2b) I have personally violated the GPL without guilt, and, as it turned
out, with the sanction of RMS. Many years ago I copied a GPLed ELF
executable onto a floppy disk for a friend (or perhaps co-worker) who'd
unfortunately nuked some critical program like dpkg off of his system and
needed to restore it. I proffered no written offer of source code nor
made an oral offer of same. The sources were not also on the floppy.
(Had I been asked, I would have made a joke about it, and complied, but
still, I did not meet the requirements of the license.) Years later I
brought this case up on in debian-legal in the course of an argument with
RMS and he, as I recall, characterized such phenomena as unworthy of
notice. In legal terms, he regarded it as "de minimis" infringement, and
_ethically_ he was totally cool with it because that's exactly the sort of
helping-your-neighbor that would have taken place at the MIT AI Lab back
in the good old days (and perhaps still today). Yes, my intentions were
honorable and not at all like your example. But I will not robotically
attach moral opprobrium to a GPL violation for precisely this reason.
In your scenario, would my knee-jerk reaction be one of condemnation?
Almost certainly. But if asked for a sober, moral assessment, I will have
to actually, you know, find out the facts of the particular case first.
_Ethically_, I can do no less.
2c) Thanks for bringing up proportionality. Where is the FSF equivalent
of your DRM-Doomsday scenario? What misery are we GPL copyright holders
going to inflict on all of mankind (or, for greater congruity with your
example, all users of proprietary software) if we determine that there is
too much infringement of copyrights in GPL-licensed works? No one has
threatened any doomsday. (For that matter, I haven't heard the
advertising industry threaten one either--is your prediction an informed
one?) It has taken the FSF 25 years to bring one lawsuit, and while I am
not privy in any way to the negotiations being undertaken, I am pretty
confident that the main thing the FSF is after is compliance--not money
damages. To the best of my knowledge and belief (based solely on my
personal impressions of FSF principals and their writings), the FSF is not
motivated to excuse continued non-compliance in exchange for cash.
GPL licensors, with rare exceptions, seem to be fairly sane and rational
people. Your DRM Doomsday scenario posits that the web advertising
industry consists of people who are, at best, indifferent to web
accessibility not just for the blind, but for a lot of others besides, and
at worst are malicious madmen.
Well, okay.
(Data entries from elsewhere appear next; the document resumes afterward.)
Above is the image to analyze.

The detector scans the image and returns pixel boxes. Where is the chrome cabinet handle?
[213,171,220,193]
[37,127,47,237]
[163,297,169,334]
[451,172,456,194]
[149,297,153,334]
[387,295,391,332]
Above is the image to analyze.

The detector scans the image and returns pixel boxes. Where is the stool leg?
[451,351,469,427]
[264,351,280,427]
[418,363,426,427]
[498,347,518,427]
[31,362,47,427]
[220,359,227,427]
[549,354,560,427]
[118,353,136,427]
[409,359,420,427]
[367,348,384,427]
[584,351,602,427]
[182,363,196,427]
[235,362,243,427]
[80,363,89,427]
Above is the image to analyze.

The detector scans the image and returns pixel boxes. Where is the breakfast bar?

You and Arthur Miller may be right about that.
Posted May 6, 2009 18:56 UTC (Wed) by BrucePerens (subscriber, #2510)
[Link]
Should we subject ourselves to
advertising ... out of
moral obligation, or out of fear for consequences?
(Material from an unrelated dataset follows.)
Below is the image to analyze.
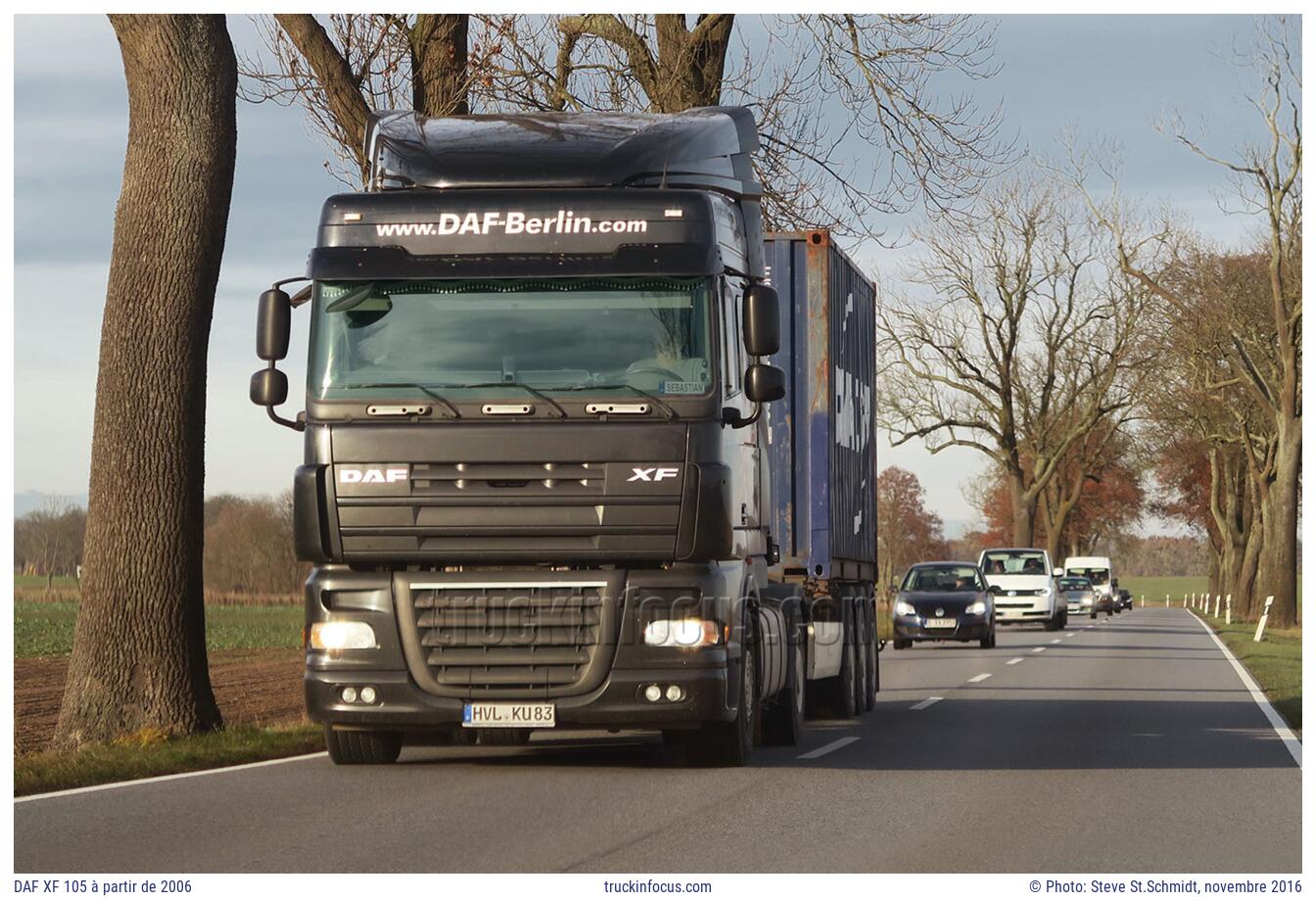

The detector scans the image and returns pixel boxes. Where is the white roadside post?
[1251,594,1275,641]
I don't see these as separable. You should not remove the advertising for ethical reasons. If enough people behave unethically toward web site operators and the advertisers who fund them, there will be retribution.
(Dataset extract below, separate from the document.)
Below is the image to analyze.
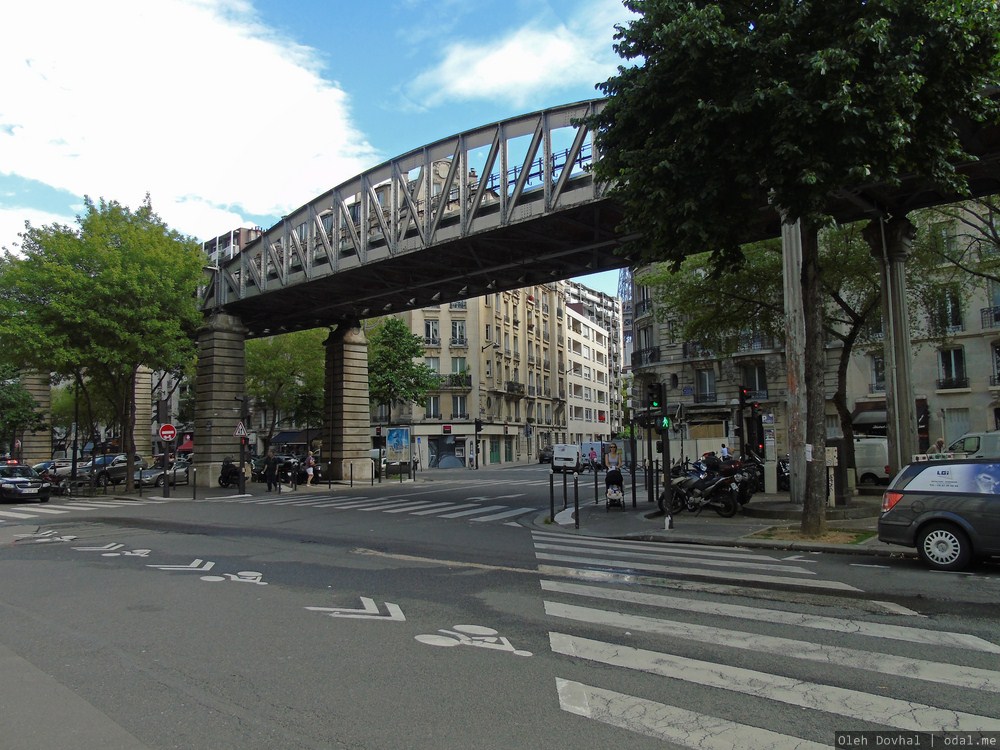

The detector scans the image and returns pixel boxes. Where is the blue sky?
[0,0,629,294]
Where is the FSF equivalent
of your DRM-Doomsday scenario?
Well, having seen companies sued, by others, in connection with software that I created for Debian, it appears to me that the consequences of that action have already played out.
Ethical issue
Posted May 6, 2009 20:24 UTC (Wed) by branden (subscriber, #7029)
[Link]
And how are we worse off as a result?
It's not much of a Doomsday if we're not.
Ethical issue
Posted May 6, 2009 20:44 UTC (Wed) by BrucePerens (subscriber, #2510)
[Link]
Well, the consequences are either laws, in which case they will be as mis-written as most tech laws coming from non-tech legislators, or it will be changes in conduct by web site operators and ISPs. If you want an all-Flash web, we're on the way there now.
Ethical issue
Posted May 8, 2009 18:32 UTC (Fri) by branden (subscriber, #7029)
[Link]
I was referring to the consequences of the lawsuits against companies for
infringing copyrights in your Debian work.
Ethical issue
Posted May 8, 2009 18:39 UTC (Fri) by BrucePerens (subscriber, #2510)
[Link]
Yes. Except this time we're in the position of the rights violator, and we have no guarantee that they will treat us as fairly as we treat others.